Iván Montoya, director of the Division of Therapeutics and Medical Consequences at the National Institute on Drug Abuse (NIDA), asked about the effects of GLP-1R antagonists. Drucker said that there has been a series of attempts over time to develop these antagonists for the treatment of postbariatric hypoglycemia and other orphan conditions as well. “We don’t have a lot of human data with prolonged exposure, other than in the context of hypoglycemia, that people have looked at,” he said, so it is not clear what other effects, either beneficial or adverse, the antagonists might have. However, Drucker added, in the bariatric surgery hypoglycemia trials, there do not seem to be any adverse effects. “It’s a question that would merit further study,” he said.

Heterogeneity of Response

Fatima Cody Stanford, an associate professor of medicine and pediatrics and obesity medicine physician-scientist at the Massachusetts General Hospital and Harvard Medical School, said that as someone who has treated more than 3,000 patients with obesity, she does have strong data supporting the heterogeneity of response to GLP-1R agonists in practice. Some patients are nonresponders to the drugs, while others have a high response, and these distinct responses arise even within individual families. Ultimately, the only way she knows how well a patient will respond to the drug is to wait and see.

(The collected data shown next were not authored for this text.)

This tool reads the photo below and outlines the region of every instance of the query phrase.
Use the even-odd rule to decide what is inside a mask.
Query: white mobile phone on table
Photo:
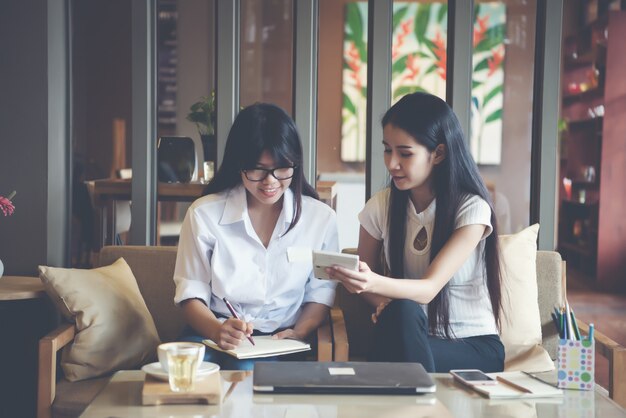
[[[450,374],[459,382],[465,385],[495,385],[498,383],[496,379],[487,376],[478,369],[450,370]]]
[[[335,253],[332,251],[313,250],[313,275],[318,279],[330,279],[326,267],[340,266],[350,270],[359,269],[359,256]]]

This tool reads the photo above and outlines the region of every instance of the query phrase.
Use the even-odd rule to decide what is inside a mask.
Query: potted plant
[[[202,96],[191,105],[187,120],[196,124],[202,147],[204,149],[204,161],[217,159],[217,141],[215,139],[215,90],[210,96]]]

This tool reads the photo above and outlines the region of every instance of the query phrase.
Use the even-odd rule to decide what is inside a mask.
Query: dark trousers
[[[446,339],[428,335],[428,318],[412,300],[394,300],[374,327],[369,361],[417,362],[428,372],[480,369],[500,372],[504,346],[498,335]]]

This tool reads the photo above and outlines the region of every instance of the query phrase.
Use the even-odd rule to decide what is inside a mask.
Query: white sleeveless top
[[[387,264],[389,264],[389,243],[387,212],[389,210],[390,189],[386,188],[366,203],[359,214],[361,226],[376,240],[382,240]],[[409,279],[420,279],[430,265],[430,248],[435,224],[436,199],[421,213],[415,211],[409,199],[407,205],[407,230],[404,244],[404,276]],[[450,329],[456,338],[467,338],[477,335],[498,334],[495,318],[491,309],[491,300],[487,289],[484,249],[485,238],[493,230],[491,226],[491,209],[480,196],[467,196],[461,202],[456,214],[455,228],[466,225],[485,225],[485,233],[476,249],[470,254],[461,268],[449,282]],[[413,246],[415,237],[422,228],[426,229],[428,243],[423,250]],[[427,305],[422,305],[428,314]],[[443,336],[438,330],[437,336]]]

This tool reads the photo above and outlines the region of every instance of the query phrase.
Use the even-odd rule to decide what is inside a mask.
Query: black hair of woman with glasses
[[[315,278],[311,261],[290,250],[337,251],[337,222],[304,178],[302,159],[284,110],[257,103],[239,112],[222,164],[181,229],[174,301],[189,325],[181,340],[208,338],[228,350],[258,335],[304,340],[322,324],[335,284]],[[205,361],[254,364],[209,347]]]
[[[241,173],[259,168],[257,163],[264,151],[276,161],[275,168],[293,169],[289,188],[293,191],[296,210],[291,229],[300,219],[302,195],[315,199],[319,196],[304,178],[302,143],[296,124],[276,105],[257,103],[239,112],[228,133],[222,164],[204,194],[219,193],[242,184]],[[250,174],[247,178],[252,180]]]

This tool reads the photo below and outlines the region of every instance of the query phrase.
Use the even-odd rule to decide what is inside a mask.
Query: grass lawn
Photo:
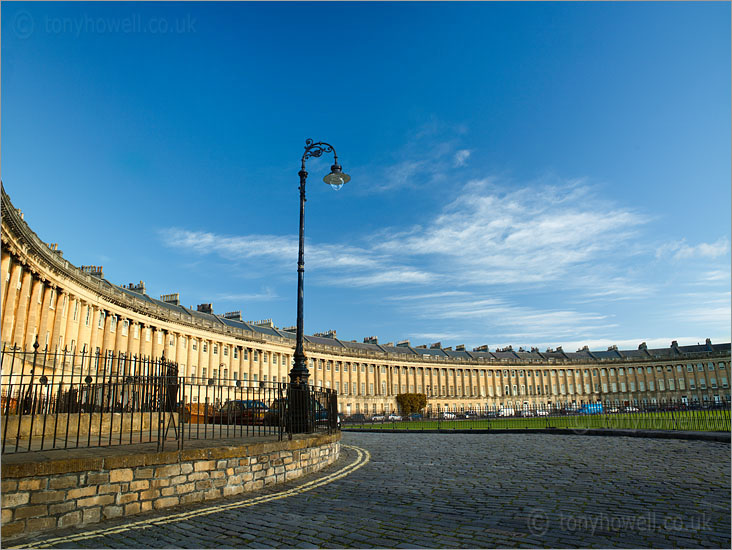
[[[730,411],[724,409],[697,411],[663,411],[534,418],[481,418],[476,420],[416,420],[411,422],[366,422],[344,424],[349,428],[372,430],[502,430],[526,428],[588,429],[614,428],[623,430],[690,430],[729,431]]]

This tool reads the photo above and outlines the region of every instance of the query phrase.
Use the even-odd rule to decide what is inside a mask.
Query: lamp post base
[[[287,389],[287,423],[292,434],[313,431],[312,397],[307,385],[290,384]]]

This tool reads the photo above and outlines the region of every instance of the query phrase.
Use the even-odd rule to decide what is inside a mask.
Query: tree
[[[427,406],[427,396],[423,393],[400,393],[396,400],[402,414],[419,412]]]

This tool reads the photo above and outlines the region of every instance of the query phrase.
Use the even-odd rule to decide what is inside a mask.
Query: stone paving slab
[[[146,528],[133,518],[58,548],[730,548],[726,443],[542,434],[344,433],[307,492]],[[251,498],[241,495],[227,504]],[[216,503],[146,515],[150,522]],[[142,516],[136,516],[139,522]],[[114,532],[117,531],[117,532]],[[79,530],[14,542],[43,544]],[[71,540],[71,539],[70,539]]]

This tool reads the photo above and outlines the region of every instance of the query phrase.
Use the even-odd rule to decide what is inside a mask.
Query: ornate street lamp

Hayes asked whether the GLP-1 receptors develop a tolerance similar to what is seen with opioid receptors in the brain. Drucker answered that it does happen sometimes that a person responds initially but then stops responding and does not achieve the desired weight loss. “Sometimes we switch them from one medicine to another, and sometimes people respond better, and other times they don’t,” he said. However, Drucker added, we just don’t have enough data to know with any certainty what is going on at the receptor level or postreceptor level that is behind this phenomenon.

In sum, much current research is aimed at understanding the endogenous GLP-1 system in the brain, particularly how GLP-1R agonists gain access to certain regions of the brain and their effects once they are in the brain, but the complexity of GLP-1 pathways has so far kept scientists from developing a complete understanding of the system.